Weinhändler macht weniger Umsatz wegen gesperrter Parkplätze
Die Baustelle direkt vor seinem Geschäft macht dem Dübendorfer Weinhändler Andy Hess keine Freude. Seit einigen Wochen wird die Wilstrasse zwischen der Städtlikreuzung und der Leepüntstrasse saniert, die Werkleitungen werden erneuert, es gibt eine neue Beleuchtung und zwei hindernisfreie Bushaltestellen.
Dass die Wilstrasse zu diesem Zweck stadtauswärts im Einbahnregime geführt wird, wirkt sich auf Hess’ Umsatz aus. «Es war bisher nicht gravierend», sagt er, «aber man merkt schon, dass mein Geschäft nicht mehr gut zu erreichen ist.»
Hess kann das Vorgehen der Stadt dennoch nachvollziehen. Ganz ohne Nebenwirkungen seien solche Arbeiten halt nicht möglich.
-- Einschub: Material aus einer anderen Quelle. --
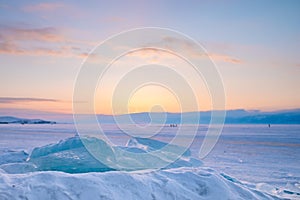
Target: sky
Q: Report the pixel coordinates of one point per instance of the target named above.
(254, 44)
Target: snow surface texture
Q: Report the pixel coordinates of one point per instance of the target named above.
(182, 183)
(184, 179)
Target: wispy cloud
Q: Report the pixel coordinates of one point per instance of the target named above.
(48, 41)
(46, 34)
(11, 100)
(44, 7)
(224, 58)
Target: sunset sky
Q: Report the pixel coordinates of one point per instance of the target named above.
(255, 44)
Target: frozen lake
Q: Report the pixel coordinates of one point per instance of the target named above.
(257, 155)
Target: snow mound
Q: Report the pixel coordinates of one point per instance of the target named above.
(42, 174)
(183, 183)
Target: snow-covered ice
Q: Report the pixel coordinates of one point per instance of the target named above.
(51, 164)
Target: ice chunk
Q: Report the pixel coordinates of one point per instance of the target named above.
(13, 157)
(71, 156)
(18, 168)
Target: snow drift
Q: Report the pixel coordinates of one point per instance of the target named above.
(43, 175)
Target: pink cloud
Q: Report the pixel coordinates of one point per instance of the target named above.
(43, 7)
(224, 58)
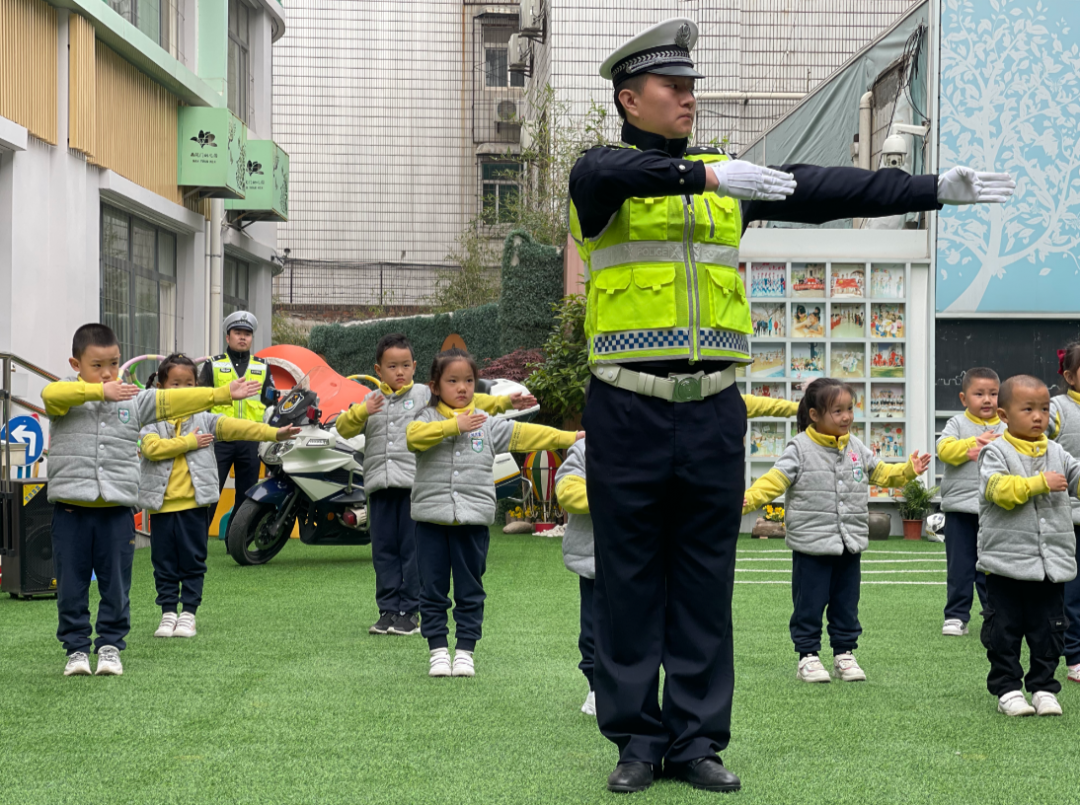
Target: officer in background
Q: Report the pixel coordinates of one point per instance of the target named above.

Und auch die in den Sommerferien geplante mehrtägige Vollsperrung für den Einbau des Deckbelags sieht er als «notwendiges Übel».
Kunden wollen keine Weinkartons schleppen
Doch mit dem Verständnis ist es seit diesem Dienstag vorbei. «Ohne Vorwarnung wurden sämtliche fünf Parkplätze entlang der Strasse gesperrt, die für Kunden von mir, der benachbarten Bäckerei und der Post reserviert sind.» Es sehe so aus, als wären die Läden geschlossen.
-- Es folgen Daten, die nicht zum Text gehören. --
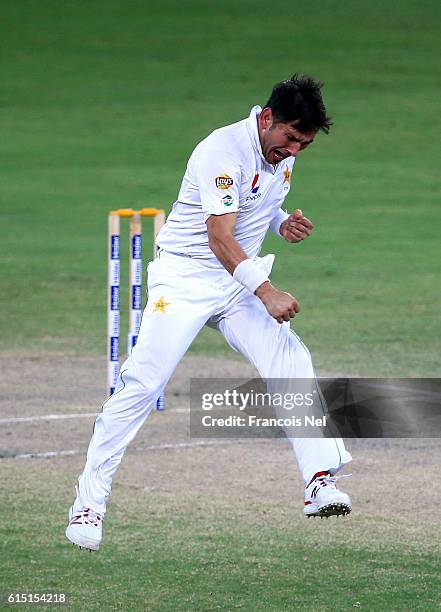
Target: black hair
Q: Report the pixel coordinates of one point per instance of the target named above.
(299, 100)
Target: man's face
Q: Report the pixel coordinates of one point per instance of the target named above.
(281, 140)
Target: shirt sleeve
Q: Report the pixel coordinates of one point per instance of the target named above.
(277, 221)
(218, 176)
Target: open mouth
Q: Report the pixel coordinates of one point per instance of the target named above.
(278, 155)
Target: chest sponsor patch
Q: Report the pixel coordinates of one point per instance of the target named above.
(224, 181)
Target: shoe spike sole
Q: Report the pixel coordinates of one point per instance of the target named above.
(83, 547)
(332, 510)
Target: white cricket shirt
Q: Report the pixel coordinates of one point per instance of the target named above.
(227, 172)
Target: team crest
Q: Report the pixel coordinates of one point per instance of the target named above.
(227, 200)
(224, 181)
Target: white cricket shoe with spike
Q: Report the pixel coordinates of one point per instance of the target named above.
(85, 528)
(322, 498)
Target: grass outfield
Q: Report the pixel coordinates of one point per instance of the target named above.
(102, 103)
(196, 552)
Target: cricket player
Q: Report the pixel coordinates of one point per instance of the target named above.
(208, 271)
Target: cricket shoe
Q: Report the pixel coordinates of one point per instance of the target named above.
(322, 498)
(85, 528)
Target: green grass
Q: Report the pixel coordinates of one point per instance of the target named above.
(102, 103)
(193, 552)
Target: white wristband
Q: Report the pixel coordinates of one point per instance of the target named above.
(249, 274)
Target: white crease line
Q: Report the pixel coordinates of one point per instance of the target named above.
(153, 447)
(46, 417)
(57, 417)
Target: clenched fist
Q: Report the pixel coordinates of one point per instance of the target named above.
(296, 228)
(279, 304)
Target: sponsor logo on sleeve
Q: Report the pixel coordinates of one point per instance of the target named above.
(224, 181)
(227, 200)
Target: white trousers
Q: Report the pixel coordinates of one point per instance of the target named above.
(184, 295)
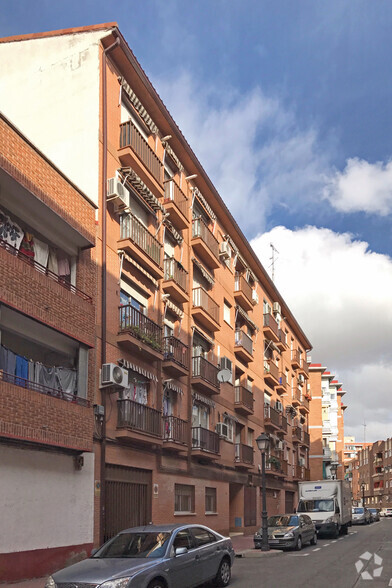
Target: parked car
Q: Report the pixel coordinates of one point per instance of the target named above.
(375, 514)
(361, 516)
(288, 531)
(172, 556)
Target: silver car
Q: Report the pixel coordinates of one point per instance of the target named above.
(164, 556)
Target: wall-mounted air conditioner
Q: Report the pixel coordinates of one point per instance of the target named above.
(118, 194)
(113, 375)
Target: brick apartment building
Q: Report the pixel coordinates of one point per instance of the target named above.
(47, 362)
(182, 299)
(326, 425)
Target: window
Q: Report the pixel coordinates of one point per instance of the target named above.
(184, 498)
(211, 500)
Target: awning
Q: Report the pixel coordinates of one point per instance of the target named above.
(139, 106)
(204, 203)
(128, 365)
(139, 267)
(206, 275)
(246, 317)
(203, 399)
(142, 189)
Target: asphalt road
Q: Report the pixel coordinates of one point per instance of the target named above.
(329, 564)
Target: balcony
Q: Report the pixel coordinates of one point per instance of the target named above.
(282, 342)
(175, 280)
(139, 334)
(243, 456)
(281, 387)
(205, 444)
(138, 424)
(271, 373)
(133, 143)
(137, 240)
(243, 400)
(205, 309)
(270, 328)
(205, 375)
(176, 204)
(243, 292)
(175, 357)
(175, 434)
(271, 418)
(243, 346)
(204, 243)
(295, 359)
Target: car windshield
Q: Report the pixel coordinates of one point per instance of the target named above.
(325, 505)
(283, 521)
(141, 545)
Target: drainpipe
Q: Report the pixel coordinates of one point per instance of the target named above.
(103, 279)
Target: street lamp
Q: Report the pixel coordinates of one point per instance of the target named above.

Die Folge laut Hess: «Mein Umsatz ist regelrecht eingebrochen.» Zwar gebe es noch drei Parkplätze neben dem Postgebäude, aber die seien ohnehin meistens besetzt. Dasselbe auf der gegenüberliegenden Strassenseite, wo ebenfalls einige Parkplätze wegen der Baustelle aufgehoben worden seien.
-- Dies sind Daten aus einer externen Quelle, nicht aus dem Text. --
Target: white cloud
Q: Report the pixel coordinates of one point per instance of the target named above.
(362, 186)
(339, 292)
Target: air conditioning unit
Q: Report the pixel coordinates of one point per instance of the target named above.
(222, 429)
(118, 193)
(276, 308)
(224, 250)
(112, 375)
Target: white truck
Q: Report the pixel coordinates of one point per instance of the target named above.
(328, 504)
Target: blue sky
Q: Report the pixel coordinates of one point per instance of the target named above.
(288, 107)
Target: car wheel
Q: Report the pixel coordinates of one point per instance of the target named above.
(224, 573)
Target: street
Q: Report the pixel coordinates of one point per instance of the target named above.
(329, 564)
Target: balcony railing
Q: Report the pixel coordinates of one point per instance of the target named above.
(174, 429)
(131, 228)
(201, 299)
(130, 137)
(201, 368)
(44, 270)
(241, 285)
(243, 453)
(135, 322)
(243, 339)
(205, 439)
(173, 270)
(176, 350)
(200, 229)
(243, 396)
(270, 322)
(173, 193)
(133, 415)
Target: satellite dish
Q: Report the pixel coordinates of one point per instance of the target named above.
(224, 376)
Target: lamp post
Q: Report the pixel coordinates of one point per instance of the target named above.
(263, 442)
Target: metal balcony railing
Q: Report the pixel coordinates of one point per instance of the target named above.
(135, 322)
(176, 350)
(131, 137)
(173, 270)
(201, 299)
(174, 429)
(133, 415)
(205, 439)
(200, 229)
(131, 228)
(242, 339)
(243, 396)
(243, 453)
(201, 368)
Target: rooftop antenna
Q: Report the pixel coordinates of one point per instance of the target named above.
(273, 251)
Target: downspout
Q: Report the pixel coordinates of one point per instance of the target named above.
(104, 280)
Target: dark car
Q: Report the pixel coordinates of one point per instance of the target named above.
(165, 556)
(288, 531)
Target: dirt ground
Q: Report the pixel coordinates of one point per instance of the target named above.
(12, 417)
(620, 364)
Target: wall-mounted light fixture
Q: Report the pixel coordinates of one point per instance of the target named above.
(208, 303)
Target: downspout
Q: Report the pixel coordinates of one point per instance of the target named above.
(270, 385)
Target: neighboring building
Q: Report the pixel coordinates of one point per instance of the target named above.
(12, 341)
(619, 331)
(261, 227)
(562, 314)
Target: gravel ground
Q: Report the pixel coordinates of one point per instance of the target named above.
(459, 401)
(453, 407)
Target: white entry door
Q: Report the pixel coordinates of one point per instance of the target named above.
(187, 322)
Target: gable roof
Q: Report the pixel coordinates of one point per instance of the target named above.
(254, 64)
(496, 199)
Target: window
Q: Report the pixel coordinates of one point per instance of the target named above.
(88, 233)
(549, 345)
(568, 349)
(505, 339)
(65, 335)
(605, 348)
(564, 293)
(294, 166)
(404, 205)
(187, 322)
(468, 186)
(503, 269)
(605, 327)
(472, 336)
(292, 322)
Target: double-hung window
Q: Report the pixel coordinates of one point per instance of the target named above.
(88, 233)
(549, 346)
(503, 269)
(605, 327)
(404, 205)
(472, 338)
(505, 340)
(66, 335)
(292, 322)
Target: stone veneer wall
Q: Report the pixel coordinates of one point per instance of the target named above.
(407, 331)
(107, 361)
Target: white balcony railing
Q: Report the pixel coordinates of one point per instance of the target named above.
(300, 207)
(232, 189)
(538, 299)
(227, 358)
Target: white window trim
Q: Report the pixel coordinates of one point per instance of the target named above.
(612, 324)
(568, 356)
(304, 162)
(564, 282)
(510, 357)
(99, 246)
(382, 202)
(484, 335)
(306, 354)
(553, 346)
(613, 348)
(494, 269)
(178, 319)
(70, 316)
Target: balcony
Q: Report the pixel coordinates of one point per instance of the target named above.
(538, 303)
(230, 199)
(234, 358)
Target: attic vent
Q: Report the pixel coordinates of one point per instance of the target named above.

«Wäre ich vorgewarnt worden, d ann hätte ich meine Kunden informiert, und die hätten ihren Einkauf entsprechend planen können.»
Andy Hess, Betreiber der Vinothek
Die Parkfelder auf dem Chilbiplatz seien auch keine Option, so Hess. «Die Leute wollen ihre schweren Weinkartons schliesslich nicht mehr als hundert Meter weit schleppen.» Daneben fehlen ihm die «zufälligen Kunden», wie er sagt, also diejenigen Passanten, die nach dem Gang zur Post oder zum Beck noch in seiner Vinothek vorbeischauten.
Hess regt dabei vor allem auf, dass er und seine Nachbarn nicht vorgewarnt worden seien. «Dann hätte ich meine Kunden informiert, und die hätten ihren Einkauf entsprechend planen können.» So aber sei er am Dienstag mittels Baustelleninfo vor vollendete Tatsachen gestellt worden, dass die Parkplätze voraussichtlich bis am Freitag, 17. Juni, nicht benutzt werden könnten.
Stadt räumt Fehler ein
Raymond König, der Leiter der Abteilung Tiefbau, kann den Ärger von Hess nachvollziehen. «Dass die Ladenbetreiber erst am Tag der Sperrung informiert wurden, ist ein Versäumnis unsererseits, das uns leidtut.»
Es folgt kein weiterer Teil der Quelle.